Chinese Chow Mein in Take Out Container
Chinese chow mein in takeout container. Photo: Lauri Patterson/iStock

Sure, there was the Madoff pyramid scheme. There was the whole subprime loan mess. There was the Galleon insider-trading scandal. But finally, Fast Company blows the takeout lid off the most widespread Wall Street conspiracy of them all: the giant misuse of firms’ Seamless Web accounts:

Typically, junior professionals are allotted about $25 per meal at the office. But there are tricks to leverage this cash on Seamless. If employees want to order dinner, for example, they have to stay until 8 p.m. “But you could still order for a 7 p.m. delivery at 6 p.m., then call the restaurant directly and tell them to bring it right away,” one employee says. “So I’d finish work around 6:30 p.m., hit the company gym, and then grab my sushi — spicy tuna rolls — on the way out.”

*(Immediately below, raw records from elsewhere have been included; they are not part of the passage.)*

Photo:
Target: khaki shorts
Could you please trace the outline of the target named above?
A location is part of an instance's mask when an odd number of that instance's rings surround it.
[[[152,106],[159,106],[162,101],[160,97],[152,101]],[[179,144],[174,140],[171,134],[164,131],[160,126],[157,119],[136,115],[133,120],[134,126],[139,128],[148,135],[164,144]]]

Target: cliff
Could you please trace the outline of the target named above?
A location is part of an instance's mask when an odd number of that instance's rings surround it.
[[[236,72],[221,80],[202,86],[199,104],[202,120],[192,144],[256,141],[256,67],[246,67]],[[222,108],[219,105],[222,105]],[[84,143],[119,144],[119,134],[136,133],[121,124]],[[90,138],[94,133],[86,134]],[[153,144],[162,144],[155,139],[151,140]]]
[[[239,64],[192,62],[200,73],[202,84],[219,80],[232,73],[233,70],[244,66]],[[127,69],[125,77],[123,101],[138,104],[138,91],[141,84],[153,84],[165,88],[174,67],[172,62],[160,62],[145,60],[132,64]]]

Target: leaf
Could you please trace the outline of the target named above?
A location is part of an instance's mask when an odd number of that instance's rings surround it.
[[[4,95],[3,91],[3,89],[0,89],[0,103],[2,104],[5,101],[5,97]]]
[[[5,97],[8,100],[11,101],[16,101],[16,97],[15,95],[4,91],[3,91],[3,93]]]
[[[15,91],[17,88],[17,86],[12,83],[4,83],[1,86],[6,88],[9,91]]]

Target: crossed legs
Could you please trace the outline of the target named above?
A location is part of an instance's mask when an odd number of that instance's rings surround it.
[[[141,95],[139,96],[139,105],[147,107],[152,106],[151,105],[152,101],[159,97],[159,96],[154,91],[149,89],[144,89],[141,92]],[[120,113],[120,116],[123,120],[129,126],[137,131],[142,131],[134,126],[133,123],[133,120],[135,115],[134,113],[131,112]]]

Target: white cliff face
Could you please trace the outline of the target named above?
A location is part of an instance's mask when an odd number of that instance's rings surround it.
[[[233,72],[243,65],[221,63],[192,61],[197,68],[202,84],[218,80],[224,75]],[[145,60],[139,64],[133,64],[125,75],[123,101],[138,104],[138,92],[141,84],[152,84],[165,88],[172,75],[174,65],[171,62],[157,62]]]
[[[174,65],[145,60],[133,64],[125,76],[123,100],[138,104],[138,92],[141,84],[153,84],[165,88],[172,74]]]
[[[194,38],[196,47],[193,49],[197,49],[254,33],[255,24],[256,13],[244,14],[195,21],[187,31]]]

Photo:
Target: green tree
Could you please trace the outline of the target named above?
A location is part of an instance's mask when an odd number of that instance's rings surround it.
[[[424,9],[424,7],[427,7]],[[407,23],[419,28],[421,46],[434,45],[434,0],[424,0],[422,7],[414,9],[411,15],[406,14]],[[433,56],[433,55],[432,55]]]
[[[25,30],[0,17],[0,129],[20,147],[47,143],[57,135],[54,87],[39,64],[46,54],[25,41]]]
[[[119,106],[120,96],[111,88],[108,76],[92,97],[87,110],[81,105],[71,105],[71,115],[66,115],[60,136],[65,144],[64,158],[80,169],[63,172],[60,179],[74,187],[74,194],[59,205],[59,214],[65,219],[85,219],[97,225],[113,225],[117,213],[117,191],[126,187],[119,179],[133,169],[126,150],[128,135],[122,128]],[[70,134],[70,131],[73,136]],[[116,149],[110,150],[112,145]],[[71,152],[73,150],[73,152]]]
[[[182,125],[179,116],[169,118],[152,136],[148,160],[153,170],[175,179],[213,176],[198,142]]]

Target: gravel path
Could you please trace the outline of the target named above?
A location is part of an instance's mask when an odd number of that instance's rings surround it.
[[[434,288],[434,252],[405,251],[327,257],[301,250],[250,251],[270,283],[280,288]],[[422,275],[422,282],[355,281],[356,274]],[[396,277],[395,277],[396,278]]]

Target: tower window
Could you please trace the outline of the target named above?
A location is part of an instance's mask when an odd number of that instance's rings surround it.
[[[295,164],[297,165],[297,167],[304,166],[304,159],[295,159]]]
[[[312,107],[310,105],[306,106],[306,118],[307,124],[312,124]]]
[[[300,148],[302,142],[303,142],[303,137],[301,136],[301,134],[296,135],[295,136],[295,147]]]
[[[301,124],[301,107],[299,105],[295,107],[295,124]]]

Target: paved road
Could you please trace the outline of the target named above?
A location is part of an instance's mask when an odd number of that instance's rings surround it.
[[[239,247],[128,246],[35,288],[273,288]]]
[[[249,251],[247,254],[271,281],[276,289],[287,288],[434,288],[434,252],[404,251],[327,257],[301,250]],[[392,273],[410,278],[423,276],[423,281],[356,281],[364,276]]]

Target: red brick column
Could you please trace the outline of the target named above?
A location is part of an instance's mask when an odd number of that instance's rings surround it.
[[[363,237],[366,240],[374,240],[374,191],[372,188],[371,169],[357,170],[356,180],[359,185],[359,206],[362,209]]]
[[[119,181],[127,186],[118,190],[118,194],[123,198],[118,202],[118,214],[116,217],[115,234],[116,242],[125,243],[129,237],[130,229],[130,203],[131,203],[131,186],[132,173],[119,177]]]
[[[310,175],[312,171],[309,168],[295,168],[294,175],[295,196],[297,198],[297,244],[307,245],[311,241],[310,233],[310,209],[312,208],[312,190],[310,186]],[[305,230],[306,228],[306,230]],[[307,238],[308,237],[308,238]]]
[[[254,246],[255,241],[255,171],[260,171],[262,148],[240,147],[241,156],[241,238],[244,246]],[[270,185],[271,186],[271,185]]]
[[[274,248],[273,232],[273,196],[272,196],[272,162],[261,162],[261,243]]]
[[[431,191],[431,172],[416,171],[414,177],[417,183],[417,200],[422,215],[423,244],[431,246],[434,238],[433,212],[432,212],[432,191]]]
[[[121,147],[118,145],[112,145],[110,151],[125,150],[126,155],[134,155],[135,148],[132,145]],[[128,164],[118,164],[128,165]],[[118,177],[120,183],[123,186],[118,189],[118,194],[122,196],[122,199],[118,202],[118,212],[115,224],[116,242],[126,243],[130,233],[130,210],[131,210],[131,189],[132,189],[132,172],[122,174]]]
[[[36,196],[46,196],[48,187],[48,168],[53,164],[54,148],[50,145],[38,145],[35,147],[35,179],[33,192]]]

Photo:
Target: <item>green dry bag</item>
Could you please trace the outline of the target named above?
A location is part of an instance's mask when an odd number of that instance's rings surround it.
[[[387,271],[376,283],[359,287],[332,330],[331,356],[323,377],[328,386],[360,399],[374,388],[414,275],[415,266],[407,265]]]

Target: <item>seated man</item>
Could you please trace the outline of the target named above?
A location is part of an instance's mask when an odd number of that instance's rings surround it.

Ordering groceries on Seamless was — and likely still is — another practice. (Representatives at Goldman Sachs and Morgan Stanley have not responded to requests for comment.) One employee, who lived by Morgan Stanley’s Midtown offices, would even remote into her office computer from her apartment, place an order on Seamless, and then call the restaurant and change the delivery address to her apartment. The lobster-loving Morgan Stanley banker’s take on that old switcheroo? “Classic.”

Another “classic” move: Calling up to switch a soda order to beer. But it’s not just about the money, as one anonymous source explains to Fast Company. It’s about love of the game. “There’s nothing grosser or more magnificent than eating $25 of delivered Taco Bell under the fluorescent, sober lights of an office building. Do you have any idea how much baja sauce you can get for that money?”